It’s no secret we have an affinity for bacon. I mean, who doesn’t? It embodies nearly all of the things our primitive taste buds crave – salt, fat, smokiness, and perhaps a hint of sweet (depending on the brine and cure ingredients). And when used as a “wrapper” for other meat during cooking, it becomes a great ingredient for adding flavor while preventing the leaner wrapped meat from becoming dry or bland. That is the concept behind today’s recipe, as well as the more complicated Bacon-wrapped Stuffed Turkey Breast recipe that has grown to become the most-viewed recipe on this site (by a factor of more than 2x any other post!).
- Two medium-large turkey breast halves (about 1 lb each), boneless and skinless
- 6~8 strips of thick-cut pastured bacon
- 1 medium yellow onion, sliced into 1/4″ thick rings
- 3 cloves garlic, sliced thinly
- 1-1/2 tsp dried tarragon
- handful of toothpicks (not shown)
For this recipe, we’re going to use a grill “pan” that has smaller openings than the standard grill grate. You could also use a hinged wire veggie basket or similar if you have one (I would have if I had one – so that I could have flipped it half-way for more even cooking). Heck – this recipe might even be a good way to make use of your campfire toast maker now that you’ve quit eating bread!

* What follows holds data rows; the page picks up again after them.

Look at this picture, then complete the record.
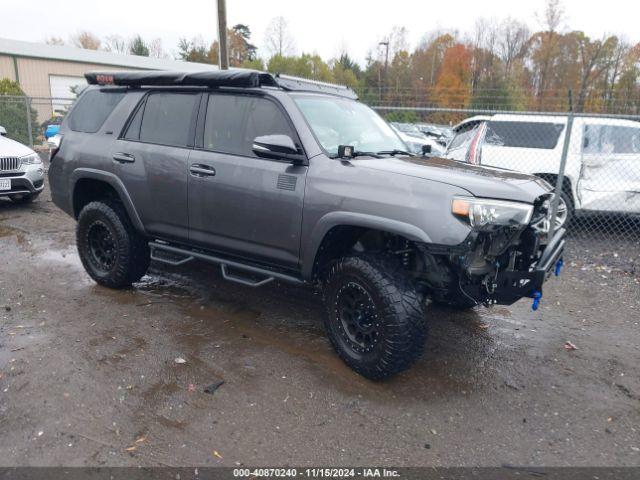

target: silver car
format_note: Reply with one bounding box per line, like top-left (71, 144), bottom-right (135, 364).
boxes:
top-left (0, 129), bottom-right (44, 203)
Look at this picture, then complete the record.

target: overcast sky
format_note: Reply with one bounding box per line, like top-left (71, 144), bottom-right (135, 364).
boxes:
top-left (0, 0), bottom-right (640, 63)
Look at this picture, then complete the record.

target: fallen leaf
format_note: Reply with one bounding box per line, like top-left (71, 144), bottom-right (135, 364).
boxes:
top-left (564, 340), bottom-right (578, 350)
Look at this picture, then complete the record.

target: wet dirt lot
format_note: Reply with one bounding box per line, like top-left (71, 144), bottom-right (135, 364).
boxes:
top-left (0, 182), bottom-right (640, 466)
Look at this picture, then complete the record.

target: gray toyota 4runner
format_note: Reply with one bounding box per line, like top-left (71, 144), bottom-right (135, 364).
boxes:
top-left (49, 70), bottom-right (565, 379)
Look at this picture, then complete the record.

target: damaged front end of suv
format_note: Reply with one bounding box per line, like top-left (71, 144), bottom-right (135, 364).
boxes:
top-left (414, 193), bottom-right (565, 310)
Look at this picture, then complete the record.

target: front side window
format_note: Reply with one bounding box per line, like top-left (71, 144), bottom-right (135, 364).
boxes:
top-left (294, 95), bottom-right (407, 156)
top-left (485, 121), bottom-right (564, 150)
top-left (139, 92), bottom-right (199, 147)
top-left (447, 122), bottom-right (480, 151)
top-left (203, 95), bottom-right (296, 157)
top-left (69, 89), bottom-right (125, 133)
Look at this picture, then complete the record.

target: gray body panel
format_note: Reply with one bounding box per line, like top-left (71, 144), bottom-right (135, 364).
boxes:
top-left (49, 87), bottom-right (548, 279)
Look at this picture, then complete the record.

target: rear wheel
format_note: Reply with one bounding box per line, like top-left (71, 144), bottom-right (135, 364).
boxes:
top-left (76, 200), bottom-right (150, 288)
top-left (323, 253), bottom-right (427, 380)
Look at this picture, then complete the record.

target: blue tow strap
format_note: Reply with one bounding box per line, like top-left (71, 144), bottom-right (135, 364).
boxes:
top-left (531, 290), bottom-right (542, 311)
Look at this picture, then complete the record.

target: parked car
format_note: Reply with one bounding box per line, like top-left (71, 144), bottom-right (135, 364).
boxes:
top-left (42, 115), bottom-right (64, 140)
top-left (390, 122), bottom-right (445, 156)
top-left (446, 114), bottom-right (640, 226)
top-left (0, 127), bottom-right (44, 203)
top-left (49, 70), bottom-right (564, 379)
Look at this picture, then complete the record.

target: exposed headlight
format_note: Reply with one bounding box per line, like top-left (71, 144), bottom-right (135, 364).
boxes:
top-left (21, 153), bottom-right (42, 165)
top-left (451, 197), bottom-right (533, 230)
top-left (404, 142), bottom-right (422, 153)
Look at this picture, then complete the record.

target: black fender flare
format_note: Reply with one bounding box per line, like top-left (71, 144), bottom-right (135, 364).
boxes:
top-left (301, 212), bottom-right (432, 280)
top-left (69, 168), bottom-right (146, 235)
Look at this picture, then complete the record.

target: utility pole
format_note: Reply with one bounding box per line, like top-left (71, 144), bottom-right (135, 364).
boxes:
top-left (218, 0), bottom-right (229, 70)
top-left (378, 40), bottom-right (389, 99)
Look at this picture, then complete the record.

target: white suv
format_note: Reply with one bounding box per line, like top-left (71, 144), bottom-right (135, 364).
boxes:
top-left (446, 114), bottom-right (640, 224)
top-left (0, 127), bottom-right (44, 203)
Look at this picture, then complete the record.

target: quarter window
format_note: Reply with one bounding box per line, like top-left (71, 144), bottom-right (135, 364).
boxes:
top-left (69, 89), bottom-right (124, 133)
top-left (485, 121), bottom-right (564, 150)
top-left (139, 92), bottom-right (198, 147)
top-left (204, 95), bottom-right (295, 156)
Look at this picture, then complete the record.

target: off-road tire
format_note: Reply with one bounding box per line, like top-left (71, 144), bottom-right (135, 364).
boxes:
top-left (76, 200), bottom-right (150, 288)
top-left (9, 192), bottom-right (40, 205)
top-left (323, 253), bottom-right (427, 380)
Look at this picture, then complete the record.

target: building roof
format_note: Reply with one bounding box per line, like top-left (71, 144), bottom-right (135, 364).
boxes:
top-left (84, 69), bottom-right (278, 88)
top-left (0, 38), bottom-right (218, 72)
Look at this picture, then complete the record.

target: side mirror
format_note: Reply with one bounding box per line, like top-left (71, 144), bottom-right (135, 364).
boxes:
top-left (252, 135), bottom-right (303, 163)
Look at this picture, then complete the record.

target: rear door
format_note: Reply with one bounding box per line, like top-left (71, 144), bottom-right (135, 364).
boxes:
top-left (111, 91), bottom-right (200, 241)
top-left (481, 120), bottom-right (565, 174)
top-left (189, 93), bottom-right (307, 269)
top-left (578, 120), bottom-right (640, 213)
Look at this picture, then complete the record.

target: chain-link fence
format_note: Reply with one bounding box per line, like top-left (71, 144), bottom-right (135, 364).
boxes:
top-left (0, 92), bottom-right (640, 268)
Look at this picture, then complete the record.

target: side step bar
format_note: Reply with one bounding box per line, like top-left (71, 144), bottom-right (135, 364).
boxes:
top-left (149, 241), bottom-right (304, 287)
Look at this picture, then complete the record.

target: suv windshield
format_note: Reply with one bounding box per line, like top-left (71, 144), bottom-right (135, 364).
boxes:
top-left (294, 95), bottom-right (407, 156)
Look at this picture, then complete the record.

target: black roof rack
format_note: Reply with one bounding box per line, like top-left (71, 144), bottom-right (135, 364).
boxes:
top-left (84, 69), bottom-right (358, 100)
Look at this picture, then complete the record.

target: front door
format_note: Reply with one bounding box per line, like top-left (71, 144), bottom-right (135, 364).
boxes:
top-left (189, 93), bottom-right (307, 269)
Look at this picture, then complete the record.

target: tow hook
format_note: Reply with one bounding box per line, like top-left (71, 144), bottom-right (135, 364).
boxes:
top-left (555, 258), bottom-right (564, 277)
top-left (531, 290), bottom-right (542, 312)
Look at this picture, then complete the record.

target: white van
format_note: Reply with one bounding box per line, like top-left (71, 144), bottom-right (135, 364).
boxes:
top-left (445, 114), bottom-right (640, 224)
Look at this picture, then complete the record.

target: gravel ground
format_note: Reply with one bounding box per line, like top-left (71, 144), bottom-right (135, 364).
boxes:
top-left (0, 182), bottom-right (640, 466)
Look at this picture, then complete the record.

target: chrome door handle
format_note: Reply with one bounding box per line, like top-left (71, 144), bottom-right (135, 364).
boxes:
top-left (113, 152), bottom-right (136, 163)
top-left (189, 163), bottom-right (216, 177)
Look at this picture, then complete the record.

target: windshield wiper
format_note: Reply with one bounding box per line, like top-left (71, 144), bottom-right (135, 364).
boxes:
top-left (330, 150), bottom-right (382, 160)
top-left (377, 149), bottom-right (415, 157)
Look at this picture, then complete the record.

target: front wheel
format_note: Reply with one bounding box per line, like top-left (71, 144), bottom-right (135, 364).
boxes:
top-left (9, 192), bottom-right (40, 205)
top-left (76, 200), bottom-right (150, 288)
top-left (323, 253), bottom-right (427, 380)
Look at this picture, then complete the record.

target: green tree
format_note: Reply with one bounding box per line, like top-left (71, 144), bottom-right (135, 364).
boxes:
top-left (0, 78), bottom-right (38, 145)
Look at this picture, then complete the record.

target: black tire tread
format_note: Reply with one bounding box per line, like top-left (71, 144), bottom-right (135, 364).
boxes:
top-left (76, 199), bottom-right (150, 288)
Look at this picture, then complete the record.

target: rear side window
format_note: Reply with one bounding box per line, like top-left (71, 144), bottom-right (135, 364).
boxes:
top-left (139, 92), bottom-right (198, 147)
top-left (485, 121), bottom-right (564, 150)
top-left (204, 95), bottom-right (296, 156)
top-left (68, 90), bottom-right (125, 133)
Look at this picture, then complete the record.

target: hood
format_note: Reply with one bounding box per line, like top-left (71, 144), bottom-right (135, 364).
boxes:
top-left (353, 156), bottom-right (549, 203)
top-left (0, 136), bottom-right (33, 157)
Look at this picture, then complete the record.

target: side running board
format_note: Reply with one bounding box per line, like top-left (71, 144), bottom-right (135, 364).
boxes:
top-left (149, 241), bottom-right (304, 287)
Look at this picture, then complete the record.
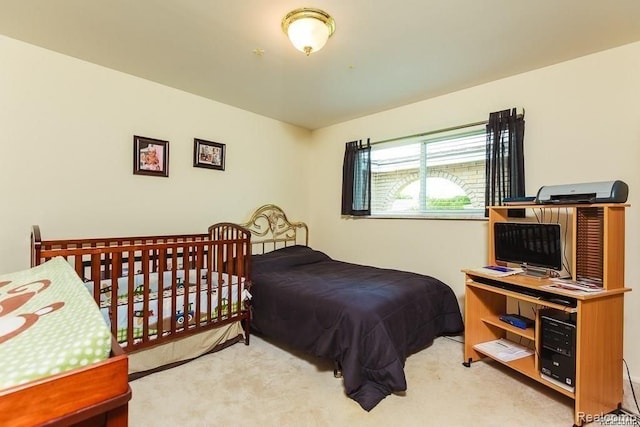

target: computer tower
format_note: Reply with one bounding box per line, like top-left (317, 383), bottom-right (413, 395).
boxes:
top-left (540, 309), bottom-right (576, 388)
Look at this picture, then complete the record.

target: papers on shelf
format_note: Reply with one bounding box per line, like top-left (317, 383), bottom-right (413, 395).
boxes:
top-left (471, 265), bottom-right (524, 277)
top-left (540, 372), bottom-right (576, 393)
top-left (473, 338), bottom-right (533, 362)
top-left (541, 279), bottom-right (604, 295)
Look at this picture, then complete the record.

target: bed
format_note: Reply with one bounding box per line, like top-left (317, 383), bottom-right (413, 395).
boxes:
top-left (242, 205), bottom-right (463, 411)
top-left (0, 258), bottom-right (131, 426)
top-left (31, 223), bottom-right (251, 379)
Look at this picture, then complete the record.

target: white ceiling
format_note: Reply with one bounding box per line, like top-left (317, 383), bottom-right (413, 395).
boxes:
top-left (0, 0), bottom-right (640, 129)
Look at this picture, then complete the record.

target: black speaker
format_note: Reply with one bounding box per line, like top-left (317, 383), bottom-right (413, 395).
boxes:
top-left (540, 310), bottom-right (576, 387)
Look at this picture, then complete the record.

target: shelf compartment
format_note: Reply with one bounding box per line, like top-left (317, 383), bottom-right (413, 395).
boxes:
top-left (475, 342), bottom-right (576, 399)
top-left (481, 315), bottom-right (535, 341)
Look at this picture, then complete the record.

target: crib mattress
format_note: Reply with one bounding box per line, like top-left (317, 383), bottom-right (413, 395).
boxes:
top-left (0, 257), bottom-right (111, 388)
top-left (85, 269), bottom-right (247, 348)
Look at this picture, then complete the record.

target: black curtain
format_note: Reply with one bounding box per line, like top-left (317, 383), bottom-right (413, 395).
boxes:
top-left (485, 108), bottom-right (525, 216)
top-left (342, 139), bottom-right (371, 216)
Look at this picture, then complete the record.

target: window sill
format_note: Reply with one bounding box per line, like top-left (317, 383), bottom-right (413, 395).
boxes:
top-left (351, 213), bottom-right (488, 221)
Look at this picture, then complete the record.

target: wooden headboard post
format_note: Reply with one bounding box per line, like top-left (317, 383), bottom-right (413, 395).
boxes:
top-left (240, 204), bottom-right (309, 254)
top-left (31, 225), bottom-right (42, 267)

Anyway, start heating the grill to medium indirect heat (about 325). Place an aluminum pan or foil “tray” under the grill where the turkey will set (the heat should be on either side rather than directly under) to catch the drippings off the bacon. Then layer half the bacon on the mesh/pan surface, spaced out a bit and arranged so that the turkey breasts will just cover it entirely. Follow by arranging half of the onion slices (separated into rings) on top of the bacon.
Continue by placing the turkey breasts on top of the onion slices. Press them down into the onions so they lay flat (mine were still partly frozen so they didn’t flatten out like they should normally). Sprinkle the tarragon on top, then arrange the sliced garlic on top of that.
Finally, top with the remaining onion rings/sliced, and finally the remaining bacon. I draped it cross-ways this time, and secured with toothpicks, because I’m going to grill this “open faced.” If you have a two-sided mesh basket you are grilling it in, you don’t need to worry about this so much. Let sit aside while you are waiting for the grill to reach temperature (you can get started on your side dishes at this point if you like).
Place the pan or wire basket directly on the grill grate (the aluminum foil in the above photos is for keeping things from dripping while going to and from the grill, and is not under the pan while grilling). Cook until a thermometer poked into the center of the thickest breast reads just at 160 to 165 – perhaps 30 minutes because of the lower grilling temperature compared to our usual 400 degrees. If you are using a two-sided grilling basket, you can turn half-way through to cook the bacon more evenly – otherwise you simply end up with “crispy” underneath and “chewy” on top like I did!
Remove the onion slices and bacon from above and below the breasts and set aside. Slice each breast across into roughly 3/8″ thick slices. Serve arranged on a plate with a mix of the onions on top and a strip or two of the bacon. This goes great with a side of Green Beans with Hazelnuts, as we have it in the photo above.